The-Boxtrolls-Trailer-4-5The Boxtrolls is being billed as a family event movie from the makers of 2009’s Coraline, a stop-motion 3D dark fantasy film. And The Boxtrolls is also dark, one of the darkest animated films to be released, since perhaps Coraline.

It’s a story of a different type of animated character. The audience is introduced to a family of Boxtrolls, a community of creatures who have raised a human boy. These creatures come in all shapes and sizes, however, the commonality amongst them is that they wear recycled cardboard boxes the way turtles wear their shells. So it’s easy for them to hide when they face danger, and even when they go to sleep – all they have to do is scrunch themselves into their boxes.

Eggs (voiced by Isaac Hempstead Wright) was accidentally thrown out of his house when he was a baby and was picked up by one of the Boxtrolls and taken to their community – a cavernous home the Boxtrolls have built beneath the cobblestoned streets of a town called Cheesebridge, where it’s citizens call them monsters. Their underground home is their oasis, as dirty and smelly as it is, with bugs and insects all over the place, literally climbing all over them all the time. Their home is dark, polluted, and probably an unsafe place to raise a baby boy. They spend their days happily underground but their nights foraging the streets for anything to take back home with them, combing the cities streets for garbage to take home with them – the human’s trash becomes The Boxtrolls treasure. And it’s really strange that an animated movie is set in such a location.

The Mayor of Cheesebridge, Lord Portley-Rind (Jared Harris) is not a fan of the Boxtrolls – he believes the scary stories about them that has been spread by the villainous Archibald Snatcher (Ben Kingsley). Snatcher is determined to be accepted into Lord Portley-Rind’s elite group of crony men, so he has imprisoned genius inventor and a friend of Boxtrolls Herbert Trubshaw (Simon Pegg) and is leading a gang to capture all of the Boxtrolls – they call themselves the exterminators of justice. So one by one the Boxtrolls are picked up at night while they are on the cities streets.

Eggs befriends a local girl, Winnie (Elle Fanning) – who happens to be Lord Portley-Rind’s daughter. She helps him integrate back into normal society and together they devise a scheme to save the Boxtrolls from Snatcher – they do whatever it takes to find the captured Boxtrolls and take them back to their dumpy home.

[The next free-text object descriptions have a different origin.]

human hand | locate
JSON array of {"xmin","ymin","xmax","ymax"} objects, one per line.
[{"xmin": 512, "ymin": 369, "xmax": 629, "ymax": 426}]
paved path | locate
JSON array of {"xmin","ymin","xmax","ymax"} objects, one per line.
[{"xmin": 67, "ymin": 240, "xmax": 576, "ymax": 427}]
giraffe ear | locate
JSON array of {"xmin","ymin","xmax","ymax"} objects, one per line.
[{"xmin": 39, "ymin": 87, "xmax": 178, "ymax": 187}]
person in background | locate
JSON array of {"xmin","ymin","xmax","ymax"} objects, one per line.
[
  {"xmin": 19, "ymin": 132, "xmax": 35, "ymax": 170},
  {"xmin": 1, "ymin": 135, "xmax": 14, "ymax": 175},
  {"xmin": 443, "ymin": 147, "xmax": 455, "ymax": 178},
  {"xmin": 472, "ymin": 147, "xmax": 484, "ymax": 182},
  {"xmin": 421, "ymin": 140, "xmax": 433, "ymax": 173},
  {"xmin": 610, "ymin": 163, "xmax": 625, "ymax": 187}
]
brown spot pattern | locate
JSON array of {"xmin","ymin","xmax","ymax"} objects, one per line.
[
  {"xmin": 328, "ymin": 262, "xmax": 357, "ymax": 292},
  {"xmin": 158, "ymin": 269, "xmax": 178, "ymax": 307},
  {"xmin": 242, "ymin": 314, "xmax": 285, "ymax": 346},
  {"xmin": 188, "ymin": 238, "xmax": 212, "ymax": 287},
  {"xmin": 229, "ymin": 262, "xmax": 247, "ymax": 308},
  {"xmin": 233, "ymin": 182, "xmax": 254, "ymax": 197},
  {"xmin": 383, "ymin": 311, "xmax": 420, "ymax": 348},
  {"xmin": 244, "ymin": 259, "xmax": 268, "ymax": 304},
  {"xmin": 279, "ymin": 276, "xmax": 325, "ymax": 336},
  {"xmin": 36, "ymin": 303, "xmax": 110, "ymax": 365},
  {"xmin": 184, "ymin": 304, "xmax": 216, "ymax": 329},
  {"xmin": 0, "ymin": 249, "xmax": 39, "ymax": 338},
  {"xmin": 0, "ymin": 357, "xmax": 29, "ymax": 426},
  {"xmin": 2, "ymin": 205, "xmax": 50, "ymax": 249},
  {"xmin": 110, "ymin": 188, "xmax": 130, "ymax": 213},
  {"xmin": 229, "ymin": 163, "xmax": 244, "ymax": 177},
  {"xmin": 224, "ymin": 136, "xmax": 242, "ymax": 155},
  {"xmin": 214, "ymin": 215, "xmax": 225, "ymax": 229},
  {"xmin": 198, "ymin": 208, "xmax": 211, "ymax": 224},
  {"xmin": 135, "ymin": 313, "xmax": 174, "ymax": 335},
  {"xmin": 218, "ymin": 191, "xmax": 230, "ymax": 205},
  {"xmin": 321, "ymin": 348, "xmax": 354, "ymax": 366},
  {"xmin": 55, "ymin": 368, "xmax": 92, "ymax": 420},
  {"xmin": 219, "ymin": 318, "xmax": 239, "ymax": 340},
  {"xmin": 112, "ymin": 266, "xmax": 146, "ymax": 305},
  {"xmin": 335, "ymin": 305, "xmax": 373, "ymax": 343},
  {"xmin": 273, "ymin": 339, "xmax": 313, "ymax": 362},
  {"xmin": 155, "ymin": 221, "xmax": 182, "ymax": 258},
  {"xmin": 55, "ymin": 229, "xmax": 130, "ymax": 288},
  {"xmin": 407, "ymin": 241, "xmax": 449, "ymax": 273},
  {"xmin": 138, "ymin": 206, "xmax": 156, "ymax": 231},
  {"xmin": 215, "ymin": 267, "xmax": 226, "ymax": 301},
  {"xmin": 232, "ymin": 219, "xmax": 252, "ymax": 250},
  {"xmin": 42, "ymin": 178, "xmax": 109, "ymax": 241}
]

The Boxtrolls, just like Coraline, is a stop-motion animated film, which is shot frame by frame. What sets The Boxtroll apart from previous stop-motion animated films is that it is a period piece, and a mash-up of comedy, detective story, and adventure with a unique perspective as an animated film. Alan Snow’s Here Be Monsters was the source material for the screenplay of The Boxtrolls – a tale of a boy adopted by a group of kind creatures. They are kind, but they are ugly as well. And the environment in which they live is not a very hospitable one to humans, much less to a human baby boy. But Eggs grows up with them, and gets used to the vile conditions. The film is like a Charles Dicken book – there is not a joyful resolution if there is not a dark side. It’s also fearful as we get the mean Snatcher who manipulates the residents of Cheesebridge into fearing and hunting The Boxtrolls – and when some are captured the scenes are not particularly joyful. The imagery and feel of the film is dark, and I’m not too sure that younger children will appreciate the story of how a community of monsters living underground is a fun thing. The Boxtrolls is perhaps a film for older children and their parents, but please leave the younger ones home with a babysitter.